Saturday, 19 October 2013

Davy (1958)
This was the fourth from last film produced by the legendary Ealing Studios. It's a rather maudlin tale of a music hall act, the Mad Morgans, a family act whose most talented member Davy (played by Harry Secombe) dreams of becoming an opera singer...
Harry Secombe
... much to the concern of the rest of the act who fear that without him their days are numbered.

Ron Randell, Susan Shaw, Bill Owen and George Relph (the father of the film's director Michael Relph)

Right from the start it's clear they are not experiencing great success with their act, playing at the Collins Music Hall, a rather down-at-heel theatre in a dingy London street.
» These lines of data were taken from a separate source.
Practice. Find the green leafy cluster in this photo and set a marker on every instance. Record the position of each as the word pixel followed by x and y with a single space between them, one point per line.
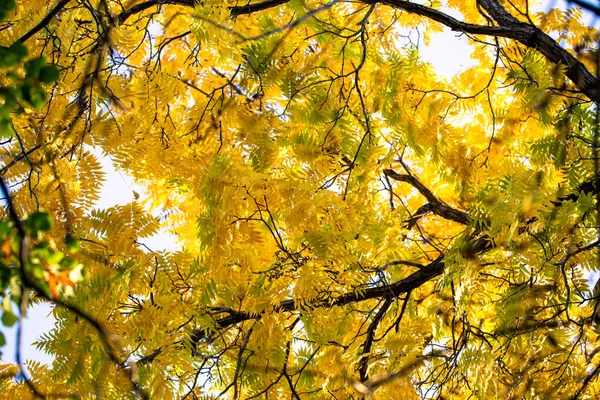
pixel 44 263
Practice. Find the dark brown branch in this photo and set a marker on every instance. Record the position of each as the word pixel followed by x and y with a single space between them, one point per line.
pixel 436 205
pixel 234 11
pixel 255 7
pixel 363 364
pixel 394 290
pixel 511 28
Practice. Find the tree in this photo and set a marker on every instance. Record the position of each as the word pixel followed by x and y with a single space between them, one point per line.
pixel 351 225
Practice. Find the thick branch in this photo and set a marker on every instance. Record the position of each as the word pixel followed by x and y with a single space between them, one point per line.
pixel 394 290
pixel 511 28
pixel 436 205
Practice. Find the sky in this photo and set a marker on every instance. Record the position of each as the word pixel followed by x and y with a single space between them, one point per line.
pixel 448 53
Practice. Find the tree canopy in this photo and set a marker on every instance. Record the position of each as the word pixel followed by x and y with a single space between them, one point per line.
pixel 349 224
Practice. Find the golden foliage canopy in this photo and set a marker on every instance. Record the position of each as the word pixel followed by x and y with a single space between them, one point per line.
pixel 350 224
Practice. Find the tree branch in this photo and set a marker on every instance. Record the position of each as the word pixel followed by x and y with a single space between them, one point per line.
pixel 42 24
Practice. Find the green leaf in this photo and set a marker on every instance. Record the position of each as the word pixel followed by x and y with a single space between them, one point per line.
pixel 72 243
pixel 34 95
pixel 39 222
pixel 9 319
pixel 34 67
pixel 12 55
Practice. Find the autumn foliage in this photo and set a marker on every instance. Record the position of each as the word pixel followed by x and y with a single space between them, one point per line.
pixel 349 223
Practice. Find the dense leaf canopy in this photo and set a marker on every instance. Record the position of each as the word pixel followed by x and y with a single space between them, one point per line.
pixel 350 224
This story of the dying days of the music hall (where the 'stars' dream of getting a slot on television) was a rather fitting project for Ealing Studios whose own star had waned and which had been reduced to producing comedies as poor as this one.
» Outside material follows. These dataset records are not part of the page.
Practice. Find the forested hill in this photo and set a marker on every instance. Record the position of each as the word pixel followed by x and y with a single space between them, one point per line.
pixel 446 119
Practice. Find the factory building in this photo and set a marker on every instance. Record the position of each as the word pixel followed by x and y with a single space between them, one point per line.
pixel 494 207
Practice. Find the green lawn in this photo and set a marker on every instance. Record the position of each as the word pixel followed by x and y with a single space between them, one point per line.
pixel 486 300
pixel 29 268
Because it is poor: really poor. The plot is weak, there is little comedy, it is poorly paced and rather depressing, yet without any real charm to commend it. You know a film is bad when the most memorable scene is a monkey in a dress drinking coca cola:

The attempt at injecting glamour into the film - basically Susan Shaw in her underwear and getting her bum painted on stage -
Susan Shaw

Susan Shaw, Harry Secome and Bill Owen

counts for little. And Shaw is hardly the glamour girl she was ten years earlier - although I suppose that's the point.

There's little to say about the film apart from to have a look at some of the bit-players:

Bernard Cribbins (in an uncredited role, only his second film appearance)
Kenneth Connor (with Bill Owen and Harry Secombe)

Joan Sims, Gladys Henson and Liz Frazer (Elizabeth Fraser in the credits)

Whilst Sims, Connor, Fraser and Cribbins would become screen regulars in the years ahead (as would Ron Moody who had a 'blink and you miss it' role as a unicyclist) Gladys Henson was one of the old guard - someone who'd already made their career - often as Jack Warner's onscreen wife. Another of the old guard was Frank Atkinson ...

Frank Atkinson (right)
... who had started his film career in 1930, had starred in 'Death Drives Through' (see earlier post) ...
Death Drives Through (1935)
 ... played a bit part in 'The Man in the White Suit' ...
Frank Atkinson in 'The Man in the White Suit'
... and was also a screenwriter, having ten scripts produced in the 1930s and a TV series in the 1950s. He died in 1953.
Finally, Susan Shaw's son was played by Peter Frampton, the son of Harry Frampton who worked as a make up artist on 'Davy' and many other Ealing Studios productions. Frampton junior followed his father into the industry and was the chief make-up artist on Braveheart.